Hacer una foto de la Torre de Pisa intentando que se ponga vertical es el ejemplo típico que no hay que seguir. Lo mismo pasa cuando viajamos en pleno invierno y la escasa luminosidad hace que las fotos resulten con un color mortecino. En esos casos, a la hora de elegir la imagen perfecta para poner en el fotolibro, es mejor optar por aquella que se centre en la arquitectura de la ciudad, en los grafitis de las calles, en la gastronomía, los mercadillos callejeros, en los lugareños… El objetivo es conseguir que las fotos no hablen solo de lo que muestran en sí, sino que descubran el ambiente que las rodea. Tienen que ser lo suficientemente misteriosas para que transporten al que las admira a ese momento y lugar.
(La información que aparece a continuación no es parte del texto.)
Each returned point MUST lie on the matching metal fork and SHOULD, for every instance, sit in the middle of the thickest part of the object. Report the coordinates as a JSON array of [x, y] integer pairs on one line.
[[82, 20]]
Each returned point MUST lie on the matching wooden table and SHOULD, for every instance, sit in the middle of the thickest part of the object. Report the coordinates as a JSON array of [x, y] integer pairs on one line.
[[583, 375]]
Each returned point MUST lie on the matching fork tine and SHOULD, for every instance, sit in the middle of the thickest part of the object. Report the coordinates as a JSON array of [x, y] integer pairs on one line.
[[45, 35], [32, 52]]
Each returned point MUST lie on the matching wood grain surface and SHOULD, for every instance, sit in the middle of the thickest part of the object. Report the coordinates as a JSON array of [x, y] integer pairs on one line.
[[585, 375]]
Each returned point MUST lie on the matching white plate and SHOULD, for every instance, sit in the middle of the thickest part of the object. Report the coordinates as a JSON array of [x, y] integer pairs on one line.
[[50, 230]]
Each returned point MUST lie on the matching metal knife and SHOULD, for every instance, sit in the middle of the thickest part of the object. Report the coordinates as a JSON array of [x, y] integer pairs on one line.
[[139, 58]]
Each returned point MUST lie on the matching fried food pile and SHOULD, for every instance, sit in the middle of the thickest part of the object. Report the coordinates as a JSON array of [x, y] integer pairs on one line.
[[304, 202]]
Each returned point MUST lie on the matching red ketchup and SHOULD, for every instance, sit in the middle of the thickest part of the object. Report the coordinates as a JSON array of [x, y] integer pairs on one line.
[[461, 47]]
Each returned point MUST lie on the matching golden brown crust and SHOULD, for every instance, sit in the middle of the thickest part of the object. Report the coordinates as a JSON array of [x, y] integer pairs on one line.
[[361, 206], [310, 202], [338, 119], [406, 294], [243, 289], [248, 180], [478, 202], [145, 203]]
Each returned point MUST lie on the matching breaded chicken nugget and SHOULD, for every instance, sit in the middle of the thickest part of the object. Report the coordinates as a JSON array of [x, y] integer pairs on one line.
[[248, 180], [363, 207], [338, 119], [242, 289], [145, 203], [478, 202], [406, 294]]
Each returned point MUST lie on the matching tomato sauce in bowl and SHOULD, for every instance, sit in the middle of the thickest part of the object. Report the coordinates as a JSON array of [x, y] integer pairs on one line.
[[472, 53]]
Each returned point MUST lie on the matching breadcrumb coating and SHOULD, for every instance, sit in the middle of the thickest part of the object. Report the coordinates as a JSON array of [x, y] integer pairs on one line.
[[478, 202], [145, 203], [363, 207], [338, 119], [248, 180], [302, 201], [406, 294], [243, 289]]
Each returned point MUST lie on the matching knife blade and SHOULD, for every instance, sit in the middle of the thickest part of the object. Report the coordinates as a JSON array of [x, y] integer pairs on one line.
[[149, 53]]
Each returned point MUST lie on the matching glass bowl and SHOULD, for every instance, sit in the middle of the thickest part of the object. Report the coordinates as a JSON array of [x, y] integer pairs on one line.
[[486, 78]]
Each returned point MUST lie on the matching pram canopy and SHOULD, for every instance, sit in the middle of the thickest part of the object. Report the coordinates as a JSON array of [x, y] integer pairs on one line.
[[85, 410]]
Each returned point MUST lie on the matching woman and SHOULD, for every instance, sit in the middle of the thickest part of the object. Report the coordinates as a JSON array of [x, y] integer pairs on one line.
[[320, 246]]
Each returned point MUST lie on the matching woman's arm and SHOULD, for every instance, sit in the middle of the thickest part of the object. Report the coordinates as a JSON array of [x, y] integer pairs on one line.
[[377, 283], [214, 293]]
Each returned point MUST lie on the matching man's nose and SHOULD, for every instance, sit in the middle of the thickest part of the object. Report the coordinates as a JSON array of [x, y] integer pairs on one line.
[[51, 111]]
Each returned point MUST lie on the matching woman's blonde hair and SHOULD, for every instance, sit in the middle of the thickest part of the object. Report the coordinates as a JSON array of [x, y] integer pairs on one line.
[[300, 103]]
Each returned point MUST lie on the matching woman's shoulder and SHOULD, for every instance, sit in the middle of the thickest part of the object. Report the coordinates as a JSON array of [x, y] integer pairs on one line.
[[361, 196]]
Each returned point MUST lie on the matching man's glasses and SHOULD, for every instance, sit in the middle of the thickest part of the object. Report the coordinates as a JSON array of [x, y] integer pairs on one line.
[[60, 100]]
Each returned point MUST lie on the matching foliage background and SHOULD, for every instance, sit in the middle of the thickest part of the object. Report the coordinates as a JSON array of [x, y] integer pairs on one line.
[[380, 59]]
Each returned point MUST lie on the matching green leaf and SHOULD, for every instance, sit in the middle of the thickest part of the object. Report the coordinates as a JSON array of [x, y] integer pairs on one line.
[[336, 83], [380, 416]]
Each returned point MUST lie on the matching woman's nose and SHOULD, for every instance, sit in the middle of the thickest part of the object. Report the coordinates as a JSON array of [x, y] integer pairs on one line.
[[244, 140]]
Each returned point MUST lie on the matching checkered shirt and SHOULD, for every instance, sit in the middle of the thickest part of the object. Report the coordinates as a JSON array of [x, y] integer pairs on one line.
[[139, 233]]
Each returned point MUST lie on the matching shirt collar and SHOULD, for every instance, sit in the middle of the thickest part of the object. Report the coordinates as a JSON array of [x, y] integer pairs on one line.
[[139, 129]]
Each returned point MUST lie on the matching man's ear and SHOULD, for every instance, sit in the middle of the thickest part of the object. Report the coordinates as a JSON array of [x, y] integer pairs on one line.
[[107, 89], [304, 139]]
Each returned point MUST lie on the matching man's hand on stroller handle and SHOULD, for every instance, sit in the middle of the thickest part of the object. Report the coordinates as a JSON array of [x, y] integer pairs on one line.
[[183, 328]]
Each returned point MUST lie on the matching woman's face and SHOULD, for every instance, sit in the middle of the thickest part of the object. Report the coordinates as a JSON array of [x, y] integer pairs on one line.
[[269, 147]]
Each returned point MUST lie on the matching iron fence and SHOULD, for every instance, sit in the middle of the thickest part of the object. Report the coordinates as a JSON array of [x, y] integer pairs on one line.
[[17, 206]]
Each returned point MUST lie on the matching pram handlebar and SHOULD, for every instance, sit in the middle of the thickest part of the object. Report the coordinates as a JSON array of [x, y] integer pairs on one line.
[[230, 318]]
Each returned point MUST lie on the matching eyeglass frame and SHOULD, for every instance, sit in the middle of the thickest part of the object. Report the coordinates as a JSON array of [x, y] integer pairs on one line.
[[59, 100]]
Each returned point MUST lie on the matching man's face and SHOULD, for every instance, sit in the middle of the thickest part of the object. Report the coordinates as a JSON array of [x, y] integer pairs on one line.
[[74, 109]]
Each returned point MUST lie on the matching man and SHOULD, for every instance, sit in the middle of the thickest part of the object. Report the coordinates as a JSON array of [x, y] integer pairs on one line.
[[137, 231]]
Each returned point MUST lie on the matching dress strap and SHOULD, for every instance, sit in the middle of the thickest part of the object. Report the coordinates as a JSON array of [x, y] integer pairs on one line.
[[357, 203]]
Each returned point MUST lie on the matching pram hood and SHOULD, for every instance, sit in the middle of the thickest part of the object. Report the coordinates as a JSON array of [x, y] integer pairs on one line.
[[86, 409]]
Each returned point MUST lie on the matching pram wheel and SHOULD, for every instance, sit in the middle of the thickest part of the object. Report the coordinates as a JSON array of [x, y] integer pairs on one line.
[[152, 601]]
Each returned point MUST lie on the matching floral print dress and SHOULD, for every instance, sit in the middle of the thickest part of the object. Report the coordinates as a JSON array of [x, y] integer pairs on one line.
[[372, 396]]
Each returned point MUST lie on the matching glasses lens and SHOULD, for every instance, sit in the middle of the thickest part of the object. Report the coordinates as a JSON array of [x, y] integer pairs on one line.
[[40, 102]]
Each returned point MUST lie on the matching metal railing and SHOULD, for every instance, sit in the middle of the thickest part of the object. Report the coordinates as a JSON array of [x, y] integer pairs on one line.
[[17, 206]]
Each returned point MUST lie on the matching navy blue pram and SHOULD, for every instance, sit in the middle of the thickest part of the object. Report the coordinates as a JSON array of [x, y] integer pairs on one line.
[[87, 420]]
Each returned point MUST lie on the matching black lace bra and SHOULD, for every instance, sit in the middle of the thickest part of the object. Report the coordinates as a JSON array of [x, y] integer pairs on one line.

El tiempo no se tiene, se hace. Por eso hay que tener presente que en una tarde no vamos a tener el fotolibro completo. Lo mejor es ir llenándolo un poco cada día y no esperar hasta tener tiempo. Incluso hasta tener todo el material porque, una segunda batida por los cajones de casa, puede dar una buena sorpresa. También se pueden mezclar diferentes viajes, no pasa nada, al contrario, puede ser aún más enriquecedor y menos monótono.
El fotolibro de viaje es algo muy personal que ha de llenarse con las fotos y los pluses que más le gusten a cada uno. Lo importante es disfrutar del proceso y que no se vuelva una carga. Es un espacio de libertad total. No hay nada más reconfortante que volver a abrir un fotolibro de viajes tiempo después de haber vuelto a casa. Y con la cuarentena… es la forma más eficaz de teletransportarse.
Si te ha entrado el gusanillo… ya sabes. En el próximo viaje no te olvides echar una cámara analógica en la bolsa. Seguro que en el trastero o en el cajón hay alguna. Si no funcionan, es fácil encontrar algún modelo interesante de segunda mano. Los carretes son económicos y hay muchos establecimientos especializados en el revelado analógico.
¿Consejos a la hora de tomar fotos analógicas? Pues mejor aprovechar el atardecer para pillar la luz dorada del ocaso, aprenderse algunas palabras en el idioma nativo para que, a la hora de retratarle, el lugareño vea tu acto de fotografiar como algo positivo y no como una intrusión. Pasar algunas horas en la cafetería de la zona y observar a la gente que entra o pasa por delante es inspirador y por supuesto, dejar de lado el mapa y perderse. Se suele hacer la foto más bonita en los lugares más inesperados.